Une analyse du Cerfrance Côtes-d’Armor
2017, une année exceptionnelle pour les trésoreries
Les bons résultats financiers des élevages de porcs en 2017 sont la résultante de trois leviers qui ont agi simultanément : des cours corrects, un prix d’aliment stable et des performances techniques à la hausse.
Les bons résultats financiers des élevages de porcs en 2017 sont la résultante de trois leviers qui ont agi simultanément : des cours corrects, un prix d’aliment stable et des performances techniques à la hausse.
Les premières synthèses de Cerfrance Côtes-d’Armor laissent apparaître des bilans financiers excellents pour l’année 2017. En moyenne sur l’année, la marge brute s’établit à près de 1 300 euros par truie, en hausse de 200 euros par rapport à 2016 et de plus de 400 euros par rapport à 2015. « Ces bons résultats sont la combinaison de trois facteurs qui, sans être exceptionnels, se sont complétés », analyse Georges Douguet, économiste, responsable du service études. Le prix moyen payé aux éleveurs a été de 1,538 €/kg sur l’année, en hausse de + 6,6 % par rapport à l’année précédente. Un niveau très bon, mais pas exceptionnel. « Nous n’avons pas atteint les sommets espérés, les prix sont restés en dessous des prévisions du début de l’année », rappelle-t-il. La moyenne du marché du porc breton se situe ainsi à 10 centimes au-dessous de son point haut de ces dix dernières années (1,369 €/kg contre 1,464 €/kg en 2013). Le second facteur favorisant est le prix de l’aliment, quasiment stable sur l’année, à 227 €/t en moyenne pour l’ensemble des éleveurs (235 €/t pour ceux qui achètent 100 % de leurs aliments). « Nous avons atteint un point bas suite aux sommets enregistrés en 2012 et 2013. Mais nous sommes encore loin des prix pratiqués avant 2007, qui se situaient aux alentours de 160 €/t », constate Georges Douguet. « De manière générale, les points bas sont… de moins en moins bas, et les points hauts de plus en plus haut. La tendance générale des prix des aliments est à la hausse depuis dix ans ». Le troisième facteur explicatif des bons résultats de 2017 est la progression constante du niveau technique des élevages. « L’indice de consommation global a baissé de 0,21 point en dix ans. Sur la même période, la productivité des truies s’est améliorée de 3,1 porcs. Elles produisent aujourd’hui 3 067 kg de poids vif par an, soit +446 kg en dix ans ! » Une progression qui, selon l’économiste, démultiplie la rentabilité des élevages en période de cours élevés. « La marge brute s’est nettement plus améliorée chez les meilleurs éleveurs que chez les moins bons. » En 2017, elle a atteint 2 000 €/truie pour les élevages les plus performants.

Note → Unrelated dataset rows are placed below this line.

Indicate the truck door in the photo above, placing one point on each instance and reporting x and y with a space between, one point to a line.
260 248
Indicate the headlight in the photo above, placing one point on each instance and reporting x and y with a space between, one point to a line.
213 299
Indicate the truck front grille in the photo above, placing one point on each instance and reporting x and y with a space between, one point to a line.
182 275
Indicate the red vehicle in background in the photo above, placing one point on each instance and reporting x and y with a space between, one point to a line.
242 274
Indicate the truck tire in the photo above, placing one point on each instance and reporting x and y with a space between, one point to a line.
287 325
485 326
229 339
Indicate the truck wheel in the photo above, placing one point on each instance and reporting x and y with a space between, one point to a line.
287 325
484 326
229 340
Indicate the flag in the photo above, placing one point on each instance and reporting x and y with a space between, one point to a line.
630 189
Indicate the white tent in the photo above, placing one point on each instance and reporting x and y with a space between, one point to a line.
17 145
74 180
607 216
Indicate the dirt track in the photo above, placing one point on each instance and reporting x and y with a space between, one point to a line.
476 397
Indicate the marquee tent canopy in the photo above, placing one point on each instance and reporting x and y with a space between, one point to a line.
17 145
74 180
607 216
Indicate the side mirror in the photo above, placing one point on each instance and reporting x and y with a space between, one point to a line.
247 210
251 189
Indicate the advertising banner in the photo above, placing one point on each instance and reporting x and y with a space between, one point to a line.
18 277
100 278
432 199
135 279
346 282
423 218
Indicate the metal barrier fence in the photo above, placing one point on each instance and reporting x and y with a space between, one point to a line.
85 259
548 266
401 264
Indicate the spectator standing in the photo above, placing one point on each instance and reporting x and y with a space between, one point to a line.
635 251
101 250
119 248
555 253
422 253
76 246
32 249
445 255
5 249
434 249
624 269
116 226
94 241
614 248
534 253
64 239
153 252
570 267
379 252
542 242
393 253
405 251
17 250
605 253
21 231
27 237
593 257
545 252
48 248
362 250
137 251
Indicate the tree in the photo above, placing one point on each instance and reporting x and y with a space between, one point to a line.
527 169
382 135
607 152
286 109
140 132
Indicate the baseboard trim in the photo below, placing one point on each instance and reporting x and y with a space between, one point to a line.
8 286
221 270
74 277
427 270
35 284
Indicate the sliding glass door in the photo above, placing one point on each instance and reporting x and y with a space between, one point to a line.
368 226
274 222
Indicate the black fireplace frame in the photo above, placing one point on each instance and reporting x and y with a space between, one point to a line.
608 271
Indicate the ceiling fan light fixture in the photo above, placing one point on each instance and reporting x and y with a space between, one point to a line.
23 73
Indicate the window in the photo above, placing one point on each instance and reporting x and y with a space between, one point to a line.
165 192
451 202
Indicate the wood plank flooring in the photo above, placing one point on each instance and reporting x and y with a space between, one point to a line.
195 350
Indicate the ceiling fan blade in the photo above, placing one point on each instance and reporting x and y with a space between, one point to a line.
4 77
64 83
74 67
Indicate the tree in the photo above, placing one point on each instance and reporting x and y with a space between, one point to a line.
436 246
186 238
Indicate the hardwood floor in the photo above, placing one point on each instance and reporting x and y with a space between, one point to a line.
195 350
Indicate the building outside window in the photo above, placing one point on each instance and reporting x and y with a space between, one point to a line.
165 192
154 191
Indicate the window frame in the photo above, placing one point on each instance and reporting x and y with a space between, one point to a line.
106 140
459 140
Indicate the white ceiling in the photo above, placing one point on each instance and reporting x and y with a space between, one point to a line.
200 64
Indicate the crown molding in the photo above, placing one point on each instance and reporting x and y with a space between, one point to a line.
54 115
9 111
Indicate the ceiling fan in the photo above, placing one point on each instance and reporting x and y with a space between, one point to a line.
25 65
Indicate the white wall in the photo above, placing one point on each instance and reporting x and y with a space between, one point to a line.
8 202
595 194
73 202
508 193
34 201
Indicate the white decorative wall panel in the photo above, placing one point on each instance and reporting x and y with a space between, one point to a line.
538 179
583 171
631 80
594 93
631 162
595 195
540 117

Un taux d’endettement moyen historiquement bas
Ces bons résultats se traduisent par une nette amélioration de la trésorerie nette globale des exploitations, qui passe à -19 € pour 100 kg de carcasse contre -33 € en 2016. Un tiers des élevages ont une situation économique qualifiée de « solide ». « Ils seront peu fragilisés par la prochaine crise grâce à la consolidation de leur bilan. » La part des producteurs en situation d’alerte a fortement diminué. Le taux d’endettement moyen a atteint un niveau historiquement bas, à 68 % en moyenne. « On se rapproche de la moyenne des producteurs de lait dont l’endettement a augmenté ces dernières années du fait d’investissements dans leurs moyens de production. »
Des investissements qui, dans le secteur porcin, constituent le point noir de l’année 2017. Ils se sont maintenus à un faible niveau, à 233 €/truie contre 211 € en 2016. Un niveau qui explique en partie la baisse du poste annuités + travail à façon (TAF) par kilo de carcasse constatée depuis vingt ans (0,182 €/kg en 2017). « La relance de l’investissement qui aurait dû logiquement accompagner les bons cours est nettement insuffisante", estime Georges Douguet. Manque de confiance dans la production, remise en cause de l’élevage, incertitude sur les choix techniques à adopter vis-à-vis des attentes sociétales peuvent expliquer cette situation. « Pourtant, les besoins sont importants. Les éleveurs doivent intégrer les nouvelles améliorations techniques. L’amélioration des conditions de travail est essentielle pour attirer les salariés et transmettre son outil de production en bon état de fonctionnement. La progression des performances techniques ne se fera que si les bâtiments le permettent." L’économiste pointe du doigt l’augmentation constante du coût de l’énergie, à 4,4 €/100 kg de carcasse en 2017. « C’est devenu le cinquième poste de dépense, devant les frais financiers, souligne-t-il. L’isolation des bâtiments ou les investissements dans des équipements économes en énergie s’avère de plus en plus rentable. »
Retour sur terre en 2018
L’année 2018 ne s’annonce pas sous les meilleurs auspices. La baisse continue des cours depuis la mi-2017, et la stagnation, voire la hausse du coût de production se conjuguent pour en faire une année de transition. « Après 16 mois durant lesquels le coût de production a été couvert par le prix de vente, on retourne progressivement vers une situation de crise. » Pour Georges Douguet, l’été sera décisif. « Il faut absolument atteindre les 1,40 €/kg au cadran pour espérer avoir des bilans équilibrés en fin d’année. » L’économiste souligne aussi l’importance des bonnes résolutions énoncées aux États généraux de l’alimentation. « La montée en gamme doit s’accompagner d’une meilleure rémunération pour les éleveurs. La contractualisation doit contribuer à une sécurisation des revenus. Ces deux éléments sont indispensables pour restaurer la confiance et redonner l’envie d’investir. »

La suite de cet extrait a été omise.